China Vows to Make Its Own Optoelectronic Microchips

A new optoelectronic innovation center in Wuhan is expected to boost China’s capability to produce 30% of the core optoelectronic chips and components for the industry. Photo: VCG
A new optoelectronic innovation center in Wuhan is expected to boost China’s capability to produce 30% of the core optoelectronic chips and components for the industry. Photo: VCG

China will produce its own optoelectronic communication chips for commercial use by 2025, officials said at the opening of a national information and optoelectronic research center in Wuhan.

Thursday’s opening of the center, in Central China’s Hubei province, coincided with President Xi Jinping’s visit to Wuhan to inspect technology industries and call for researchers and engineers to develop China’s own “core technology.” That call came after the U.S. banned Chinese telecom giant ZTE Corp. from buying U.S. components. 

Optoelectronic chips use light to transmit data and compute it electronically to achieve better efficiency and generate lower power consumption than traditional silicon chips.

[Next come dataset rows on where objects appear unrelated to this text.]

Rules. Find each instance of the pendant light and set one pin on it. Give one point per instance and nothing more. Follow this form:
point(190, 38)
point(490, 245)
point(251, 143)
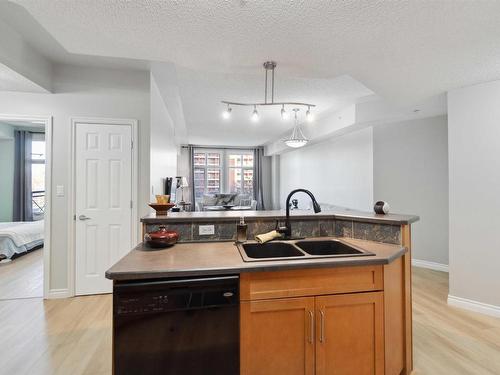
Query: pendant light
point(269, 67)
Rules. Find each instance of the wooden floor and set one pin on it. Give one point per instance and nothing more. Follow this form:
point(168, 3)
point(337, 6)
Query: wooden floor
point(22, 277)
point(73, 336)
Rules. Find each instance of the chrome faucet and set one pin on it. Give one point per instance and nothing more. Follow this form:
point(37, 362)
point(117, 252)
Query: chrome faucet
point(287, 229)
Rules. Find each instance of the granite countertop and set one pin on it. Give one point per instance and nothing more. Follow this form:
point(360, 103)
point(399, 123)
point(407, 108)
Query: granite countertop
point(223, 258)
point(229, 215)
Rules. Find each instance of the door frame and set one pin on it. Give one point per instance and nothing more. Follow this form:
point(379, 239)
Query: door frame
point(75, 121)
point(48, 124)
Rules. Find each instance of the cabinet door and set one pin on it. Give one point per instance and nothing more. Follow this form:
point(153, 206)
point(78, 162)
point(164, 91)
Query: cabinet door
point(350, 334)
point(277, 337)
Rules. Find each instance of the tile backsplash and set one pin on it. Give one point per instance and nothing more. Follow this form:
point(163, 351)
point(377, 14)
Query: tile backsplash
point(226, 230)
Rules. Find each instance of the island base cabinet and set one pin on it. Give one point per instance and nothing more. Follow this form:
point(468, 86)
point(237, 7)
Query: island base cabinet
point(350, 331)
point(326, 335)
point(277, 337)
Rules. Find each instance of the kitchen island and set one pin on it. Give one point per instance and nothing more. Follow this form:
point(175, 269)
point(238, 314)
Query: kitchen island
point(342, 315)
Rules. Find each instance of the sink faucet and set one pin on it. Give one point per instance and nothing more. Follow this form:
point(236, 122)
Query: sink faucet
point(287, 229)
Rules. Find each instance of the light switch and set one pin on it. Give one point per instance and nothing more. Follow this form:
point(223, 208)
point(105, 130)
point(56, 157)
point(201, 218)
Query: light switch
point(60, 191)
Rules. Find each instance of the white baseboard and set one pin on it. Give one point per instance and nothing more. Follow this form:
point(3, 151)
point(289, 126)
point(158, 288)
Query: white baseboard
point(430, 265)
point(58, 293)
point(475, 306)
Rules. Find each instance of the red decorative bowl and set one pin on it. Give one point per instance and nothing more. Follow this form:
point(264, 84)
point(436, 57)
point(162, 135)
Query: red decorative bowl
point(161, 208)
point(161, 238)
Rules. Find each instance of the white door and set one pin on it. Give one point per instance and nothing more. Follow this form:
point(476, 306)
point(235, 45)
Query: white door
point(103, 201)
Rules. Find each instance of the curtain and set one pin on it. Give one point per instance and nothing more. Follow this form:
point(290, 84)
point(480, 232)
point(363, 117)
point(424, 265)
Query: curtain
point(258, 154)
point(23, 210)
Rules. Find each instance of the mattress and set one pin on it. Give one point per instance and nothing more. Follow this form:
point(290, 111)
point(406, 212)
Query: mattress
point(19, 237)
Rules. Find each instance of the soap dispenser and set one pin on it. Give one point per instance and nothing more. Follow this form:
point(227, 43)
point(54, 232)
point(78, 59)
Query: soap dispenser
point(241, 231)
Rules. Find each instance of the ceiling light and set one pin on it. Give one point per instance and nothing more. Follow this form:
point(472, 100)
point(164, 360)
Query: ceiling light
point(309, 115)
point(227, 113)
point(255, 114)
point(284, 114)
point(297, 138)
point(269, 66)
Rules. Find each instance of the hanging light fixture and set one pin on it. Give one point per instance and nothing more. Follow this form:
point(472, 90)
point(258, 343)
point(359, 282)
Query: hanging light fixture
point(309, 115)
point(297, 138)
point(284, 114)
point(269, 66)
point(255, 114)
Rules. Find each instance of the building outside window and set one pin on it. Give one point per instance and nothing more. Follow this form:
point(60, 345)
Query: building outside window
point(223, 171)
point(38, 175)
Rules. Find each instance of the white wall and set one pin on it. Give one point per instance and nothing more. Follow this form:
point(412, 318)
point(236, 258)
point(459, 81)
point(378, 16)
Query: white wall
point(163, 151)
point(474, 173)
point(338, 171)
point(92, 93)
point(410, 161)
point(6, 171)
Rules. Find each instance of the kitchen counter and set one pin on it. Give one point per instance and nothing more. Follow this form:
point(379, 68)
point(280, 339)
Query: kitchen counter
point(223, 258)
point(338, 213)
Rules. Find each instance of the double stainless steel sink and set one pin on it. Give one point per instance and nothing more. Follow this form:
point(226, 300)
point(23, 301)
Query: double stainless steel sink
point(302, 249)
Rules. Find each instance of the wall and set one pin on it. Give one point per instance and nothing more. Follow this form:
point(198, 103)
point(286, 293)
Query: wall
point(163, 151)
point(474, 173)
point(410, 161)
point(88, 92)
point(6, 171)
point(338, 171)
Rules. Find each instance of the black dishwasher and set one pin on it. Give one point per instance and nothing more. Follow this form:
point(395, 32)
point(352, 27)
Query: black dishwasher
point(176, 327)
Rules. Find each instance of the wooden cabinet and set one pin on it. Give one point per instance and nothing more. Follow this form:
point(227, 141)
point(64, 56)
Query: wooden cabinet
point(350, 334)
point(277, 337)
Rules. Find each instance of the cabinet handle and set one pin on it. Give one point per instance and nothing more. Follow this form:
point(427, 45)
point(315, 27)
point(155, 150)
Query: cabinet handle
point(311, 334)
point(322, 327)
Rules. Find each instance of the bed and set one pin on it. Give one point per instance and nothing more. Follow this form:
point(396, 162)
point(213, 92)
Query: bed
point(20, 237)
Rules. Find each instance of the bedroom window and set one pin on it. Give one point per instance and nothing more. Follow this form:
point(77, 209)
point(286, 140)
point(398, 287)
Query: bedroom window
point(38, 175)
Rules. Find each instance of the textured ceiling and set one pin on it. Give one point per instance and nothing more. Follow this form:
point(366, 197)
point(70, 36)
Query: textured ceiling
point(405, 51)
point(201, 93)
point(19, 19)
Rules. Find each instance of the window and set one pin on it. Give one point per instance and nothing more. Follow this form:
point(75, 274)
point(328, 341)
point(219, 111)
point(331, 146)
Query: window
point(240, 173)
point(38, 175)
point(223, 171)
point(207, 173)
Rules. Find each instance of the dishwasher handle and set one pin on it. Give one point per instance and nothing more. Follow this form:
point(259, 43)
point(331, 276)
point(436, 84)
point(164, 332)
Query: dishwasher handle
point(204, 281)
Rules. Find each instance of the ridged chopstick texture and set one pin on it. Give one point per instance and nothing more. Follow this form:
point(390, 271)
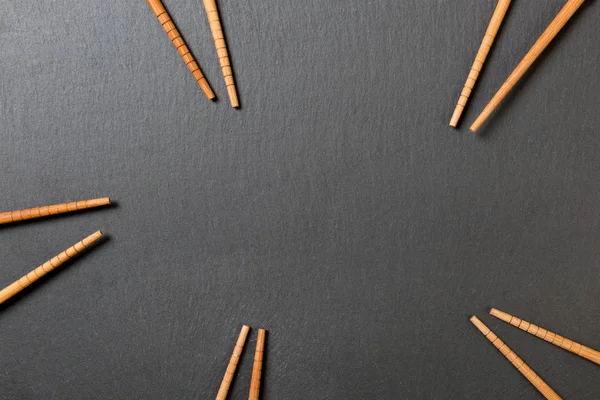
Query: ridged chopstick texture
point(549, 34)
point(165, 20)
point(39, 212)
point(48, 266)
point(484, 49)
point(233, 363)
point(550, 337)
point(516, 361)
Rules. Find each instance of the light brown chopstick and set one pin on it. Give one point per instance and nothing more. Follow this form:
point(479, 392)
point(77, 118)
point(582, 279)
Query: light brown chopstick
point(550, 337)
point(484, 49)
point(48, 266)
point(233, 363)
point(515, 360)
point(38, 212)
point(217, 31)
point(257, 367)
point(549, 34)
point(165, 20)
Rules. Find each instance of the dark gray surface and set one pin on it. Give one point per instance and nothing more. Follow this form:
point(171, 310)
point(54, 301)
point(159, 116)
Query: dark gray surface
point(336, 209)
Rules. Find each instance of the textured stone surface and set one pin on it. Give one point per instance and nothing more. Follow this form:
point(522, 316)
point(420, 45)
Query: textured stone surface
point(336, 209)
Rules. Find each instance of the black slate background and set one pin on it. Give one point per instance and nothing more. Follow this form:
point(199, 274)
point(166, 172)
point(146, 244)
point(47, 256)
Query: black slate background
point(336, 209)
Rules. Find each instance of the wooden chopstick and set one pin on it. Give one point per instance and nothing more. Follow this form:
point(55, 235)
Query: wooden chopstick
point(165, 20)
point(38, 212)
point(257, 367)
point(48, 266)
point(519, 364)
point(549, 34)
point(484, 49)
point(550, 337)
point(217, 31)
point(233, 362)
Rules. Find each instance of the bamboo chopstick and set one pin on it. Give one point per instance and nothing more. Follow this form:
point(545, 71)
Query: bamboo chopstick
point(37, 212)
point(257, 367)
point(550, 337)
point(486, 45)
point(165, 20)
point(233, 362)
point(217, 31)
point(549, 34)
point(519, 364)
point(48, 266)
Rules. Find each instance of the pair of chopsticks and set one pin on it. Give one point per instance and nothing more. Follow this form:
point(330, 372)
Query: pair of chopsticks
point(235, 358)
point(550, 337)
point(217, 32)
point(540, 45)
point(60, 259)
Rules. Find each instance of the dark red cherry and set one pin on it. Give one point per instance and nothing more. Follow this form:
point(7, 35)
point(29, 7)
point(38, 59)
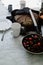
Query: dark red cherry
point(30, 38)
point(35, 36)
point(38, 43)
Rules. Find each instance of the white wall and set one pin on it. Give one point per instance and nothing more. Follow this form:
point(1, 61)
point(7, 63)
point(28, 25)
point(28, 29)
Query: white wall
point(29, 3)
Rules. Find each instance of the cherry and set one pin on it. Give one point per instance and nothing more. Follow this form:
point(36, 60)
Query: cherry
point(35, 36)
point(31, 42)
point(30, 38)
point(38, 43)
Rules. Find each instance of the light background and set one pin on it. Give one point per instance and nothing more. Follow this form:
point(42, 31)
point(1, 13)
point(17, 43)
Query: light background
point(35, 4)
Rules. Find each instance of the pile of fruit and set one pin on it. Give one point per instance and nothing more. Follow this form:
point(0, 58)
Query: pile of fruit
point(33, 43)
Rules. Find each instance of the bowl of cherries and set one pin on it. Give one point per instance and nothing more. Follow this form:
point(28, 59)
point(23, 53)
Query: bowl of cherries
point(33, 43)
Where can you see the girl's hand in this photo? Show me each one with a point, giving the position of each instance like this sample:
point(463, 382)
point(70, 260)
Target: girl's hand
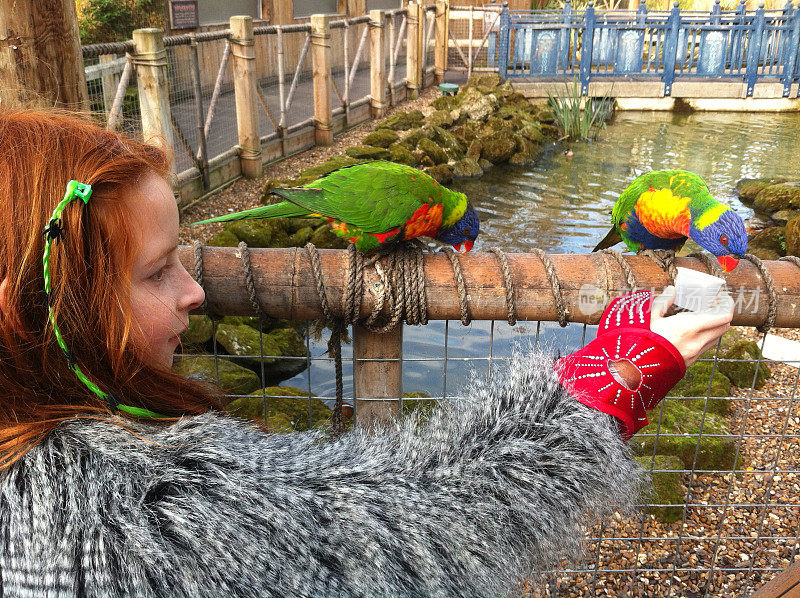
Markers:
point(691, 333)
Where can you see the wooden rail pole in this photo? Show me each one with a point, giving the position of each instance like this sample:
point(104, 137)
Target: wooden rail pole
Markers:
point(377, 384)
point(440, 52)
point(153, 79)
point(244, 81)
point(377, 63)
point(321, 60)
point(286, 288)
point(413, 64)
point(40, 55)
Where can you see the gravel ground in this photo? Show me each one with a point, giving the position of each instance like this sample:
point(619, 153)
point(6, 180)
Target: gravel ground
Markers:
point(245, 193)
point(727, 514)
point(636, 556)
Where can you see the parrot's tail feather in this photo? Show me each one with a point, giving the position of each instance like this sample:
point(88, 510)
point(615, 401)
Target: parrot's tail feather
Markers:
point(279, 210)
point(612, 238)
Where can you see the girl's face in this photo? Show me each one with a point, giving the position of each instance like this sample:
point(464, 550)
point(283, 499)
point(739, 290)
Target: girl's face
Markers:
point(162, 291)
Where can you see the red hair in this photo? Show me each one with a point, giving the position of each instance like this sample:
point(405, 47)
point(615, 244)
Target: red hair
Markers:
point(39, 153)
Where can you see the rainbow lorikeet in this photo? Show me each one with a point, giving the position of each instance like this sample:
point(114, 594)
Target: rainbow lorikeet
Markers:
point(376, 203)
point(660, 209)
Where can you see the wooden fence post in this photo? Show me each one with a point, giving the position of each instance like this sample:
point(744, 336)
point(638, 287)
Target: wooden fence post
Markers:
point(377, 379)
point(377, 63)
point(152, 78)
point(109, 82)
point(413, 63)
point(40, 55)
point(244, 81)
point(321, 60)
point(440, 53)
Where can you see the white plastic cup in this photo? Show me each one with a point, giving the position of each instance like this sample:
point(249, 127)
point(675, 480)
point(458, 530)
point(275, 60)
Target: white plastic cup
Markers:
point(695, 290)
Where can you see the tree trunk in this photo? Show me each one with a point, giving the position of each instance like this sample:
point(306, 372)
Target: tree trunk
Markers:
point(40, 55)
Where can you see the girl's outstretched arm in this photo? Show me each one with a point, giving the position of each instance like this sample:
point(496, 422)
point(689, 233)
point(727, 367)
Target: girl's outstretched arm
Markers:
point(493, 487)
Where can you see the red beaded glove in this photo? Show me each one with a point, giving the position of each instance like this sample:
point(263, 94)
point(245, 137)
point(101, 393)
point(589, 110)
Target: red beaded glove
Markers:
point(624, 334)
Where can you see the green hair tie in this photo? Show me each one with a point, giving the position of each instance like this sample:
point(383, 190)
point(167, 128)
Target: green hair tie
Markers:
point(55, 232)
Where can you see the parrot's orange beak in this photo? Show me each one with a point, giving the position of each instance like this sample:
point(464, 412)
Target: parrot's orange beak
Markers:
point(727, 262)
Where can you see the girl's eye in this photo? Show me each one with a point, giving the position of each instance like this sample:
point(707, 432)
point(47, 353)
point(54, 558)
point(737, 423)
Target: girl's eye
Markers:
point(159, 276)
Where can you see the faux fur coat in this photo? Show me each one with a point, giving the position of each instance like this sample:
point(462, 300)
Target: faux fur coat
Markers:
point(493, 487)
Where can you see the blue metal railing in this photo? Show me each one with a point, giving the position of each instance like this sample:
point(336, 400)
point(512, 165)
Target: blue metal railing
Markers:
point(737, 45)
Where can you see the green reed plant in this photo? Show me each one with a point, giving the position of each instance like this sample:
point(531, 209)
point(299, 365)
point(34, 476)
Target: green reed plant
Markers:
point(579, 118)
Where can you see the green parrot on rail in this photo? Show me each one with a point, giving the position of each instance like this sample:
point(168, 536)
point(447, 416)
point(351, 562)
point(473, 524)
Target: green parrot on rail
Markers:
point(377, 203)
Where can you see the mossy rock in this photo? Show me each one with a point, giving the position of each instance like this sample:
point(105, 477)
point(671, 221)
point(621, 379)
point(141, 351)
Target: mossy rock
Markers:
point(764, 254)
point(475, 105)
point(550, 131)
point(423, 160)
point(261, 233)
point(783, 216)
point(233, 378)
point(402, 155)
point(748, 189)
point(496, 125)
point(526, 153)
point(742, 373)
point(467, 132)
point(381, 138)
point(507, 112)
point(199, 331)
point(402, 121)
point(773, 239)
point(498, 150)
point(368, 152)
point(440, 118)
point(679, 435)
point(467, 167)
point(782, 196)
point(485, 80)
point(224, 238)
point(432, 150)
point(696, 384)
point(413, 136)
point(666, 488)
point(287, 409)
point(245, 342)
point(474, 151)
point(793, 236)
point(545, 114)
point(441, 173)
point(327, 167)
point(444, 103)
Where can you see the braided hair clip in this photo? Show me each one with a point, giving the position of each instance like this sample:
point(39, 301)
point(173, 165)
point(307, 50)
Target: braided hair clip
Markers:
point(54, 231)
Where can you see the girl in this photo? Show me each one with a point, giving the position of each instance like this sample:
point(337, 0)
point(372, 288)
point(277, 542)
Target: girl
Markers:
point(101, 495)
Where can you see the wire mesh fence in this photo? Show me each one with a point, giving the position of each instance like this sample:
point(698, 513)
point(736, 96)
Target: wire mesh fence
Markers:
point(472, 43)
point(107, 82)
point(722, 449)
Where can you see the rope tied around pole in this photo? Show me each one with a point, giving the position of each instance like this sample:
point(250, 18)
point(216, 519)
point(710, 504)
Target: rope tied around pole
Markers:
point(772, 296)
point(552, 277)
point(630, 278)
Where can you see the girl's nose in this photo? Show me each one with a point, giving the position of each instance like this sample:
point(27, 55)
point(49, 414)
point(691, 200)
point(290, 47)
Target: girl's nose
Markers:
point(193, 295)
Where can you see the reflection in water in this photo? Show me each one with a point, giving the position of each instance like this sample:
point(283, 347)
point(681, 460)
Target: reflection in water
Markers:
point(564, 205)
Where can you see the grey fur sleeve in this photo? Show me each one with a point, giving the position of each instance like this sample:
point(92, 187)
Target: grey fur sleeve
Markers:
point(493, 487)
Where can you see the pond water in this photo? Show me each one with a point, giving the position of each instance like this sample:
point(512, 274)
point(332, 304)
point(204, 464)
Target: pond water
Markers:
point(563, 205)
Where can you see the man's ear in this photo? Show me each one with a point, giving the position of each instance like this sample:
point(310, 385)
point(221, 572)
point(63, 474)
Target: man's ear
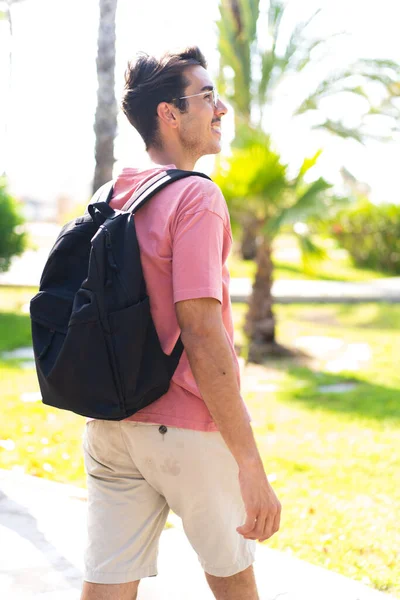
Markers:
point(166, 114)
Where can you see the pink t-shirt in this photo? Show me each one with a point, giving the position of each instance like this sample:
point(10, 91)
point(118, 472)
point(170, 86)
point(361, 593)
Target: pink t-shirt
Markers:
point(184, 237)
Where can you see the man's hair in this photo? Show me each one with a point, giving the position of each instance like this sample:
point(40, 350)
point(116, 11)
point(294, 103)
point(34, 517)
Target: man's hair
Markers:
point(149, 81)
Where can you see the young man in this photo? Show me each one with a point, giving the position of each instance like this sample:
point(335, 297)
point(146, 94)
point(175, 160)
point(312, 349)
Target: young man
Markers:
point(193, 449)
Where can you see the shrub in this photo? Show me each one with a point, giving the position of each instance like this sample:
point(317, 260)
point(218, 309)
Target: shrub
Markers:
point(371, 235)
point(12, 239)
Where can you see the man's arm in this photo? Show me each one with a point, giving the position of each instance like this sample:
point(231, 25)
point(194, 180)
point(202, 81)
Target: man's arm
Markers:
point(204, 338)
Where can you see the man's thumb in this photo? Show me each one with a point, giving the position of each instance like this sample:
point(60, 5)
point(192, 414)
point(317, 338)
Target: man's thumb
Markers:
point(247, 526)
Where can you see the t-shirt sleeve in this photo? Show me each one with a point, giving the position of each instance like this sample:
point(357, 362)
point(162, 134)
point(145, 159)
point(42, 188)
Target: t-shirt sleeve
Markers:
point(197, 250)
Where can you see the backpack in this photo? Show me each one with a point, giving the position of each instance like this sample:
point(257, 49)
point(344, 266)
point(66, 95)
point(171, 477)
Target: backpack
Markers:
point(96, 348)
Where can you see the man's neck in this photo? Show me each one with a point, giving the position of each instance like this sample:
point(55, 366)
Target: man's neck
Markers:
point(164, 157)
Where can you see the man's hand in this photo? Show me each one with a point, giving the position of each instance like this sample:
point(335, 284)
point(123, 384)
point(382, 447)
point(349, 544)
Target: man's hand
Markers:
point(263, 508)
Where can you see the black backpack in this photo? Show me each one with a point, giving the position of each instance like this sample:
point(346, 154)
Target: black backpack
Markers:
point(96, 348)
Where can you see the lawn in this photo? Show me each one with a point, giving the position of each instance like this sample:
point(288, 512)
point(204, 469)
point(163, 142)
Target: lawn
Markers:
point(333, 458)
point(337, 265)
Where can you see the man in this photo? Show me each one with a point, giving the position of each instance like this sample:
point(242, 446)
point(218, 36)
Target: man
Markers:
point(193, 449)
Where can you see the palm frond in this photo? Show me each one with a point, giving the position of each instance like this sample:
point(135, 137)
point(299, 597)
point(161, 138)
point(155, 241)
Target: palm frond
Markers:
point(307, 203)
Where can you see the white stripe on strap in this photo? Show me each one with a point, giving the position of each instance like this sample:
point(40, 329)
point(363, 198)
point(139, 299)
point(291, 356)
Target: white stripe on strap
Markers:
point(136, 199)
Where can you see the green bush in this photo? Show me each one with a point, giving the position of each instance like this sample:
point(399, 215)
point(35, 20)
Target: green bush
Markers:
point(371, 235)
point(12, 239)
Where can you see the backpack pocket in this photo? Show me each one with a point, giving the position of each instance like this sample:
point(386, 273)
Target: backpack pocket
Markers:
point(128, 330)
point(74, 364)
point(50, 315)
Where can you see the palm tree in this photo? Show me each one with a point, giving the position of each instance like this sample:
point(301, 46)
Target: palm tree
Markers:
point(256, 173)
point(6, 14)
point(256, 69)
point(105, 125)
point(251, 72)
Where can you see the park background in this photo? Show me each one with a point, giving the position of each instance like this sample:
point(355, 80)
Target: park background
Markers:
point(323, 384)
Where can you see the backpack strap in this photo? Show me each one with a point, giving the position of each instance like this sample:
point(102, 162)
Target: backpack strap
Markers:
point(140, 197)
point(155, 184)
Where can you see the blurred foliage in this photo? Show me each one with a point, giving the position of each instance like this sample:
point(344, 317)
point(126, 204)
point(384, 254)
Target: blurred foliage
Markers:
point(326, 453)
point(255, 183)
point(258, 55)
point(370, 233)
point(12, 238)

Researchers at U.S. universities, including the Massachusetts Institute of Technology, are developing such technology.

The newly established optoelectronic innovation center in Wuhan is expected to boost the country’s capability to produce 30% of the core optoelectronic chips and components for the industry, the official Xinhua News Agency reported.

By 2025, the center will try to realize large-scale production of such chips for commercial use, and ensure the design and production of these chips and components stays “under China’s own control,” the report said.

Miao Wei, head of the Ministry of Industry and Information Technology, participated in the opening ceremony of the center, which was established in FiberHome Technologies Group, a state-owned company in Wuhan. Miao urged the technology companies to continue to innovate and help China become a high-tech manufacturing power.

Separately, Xi also inspected FiberHome Technologies on Thursday morning.

During the visit, Xi emphasized that China must rely on itself for core technologies and the country’s major products. As examples, he cited China’s development of the atomic bomb, the hydrogen bomb and satellite technology in the first two decades after the founding of the People’s Republic of China in 1949 despite an embargo by Western countries.

“In the past, despite the embargo from outside, we relied on ourselves, with our waist belts fastened and teeth clinched, and eventually created the ‘two bombs and one star’ because we gathered our forces to do big things,” Xinhua quoted Xi as saying.

“Next, our technological development should also follow that route, so we should discard our disillusions and rely on ourselves,” he said.

The Trump administration recently decided to ban ZTE from importing U.S.-made chips and other components as punishment for violating sanctions on Iran. The seven-year ban could kill the company, which ranks fourth among the world’s telecom equipment-makers. China’s Huawei Technologies Co. Ltd., the world’s largest telecom-maker, is also under investigation.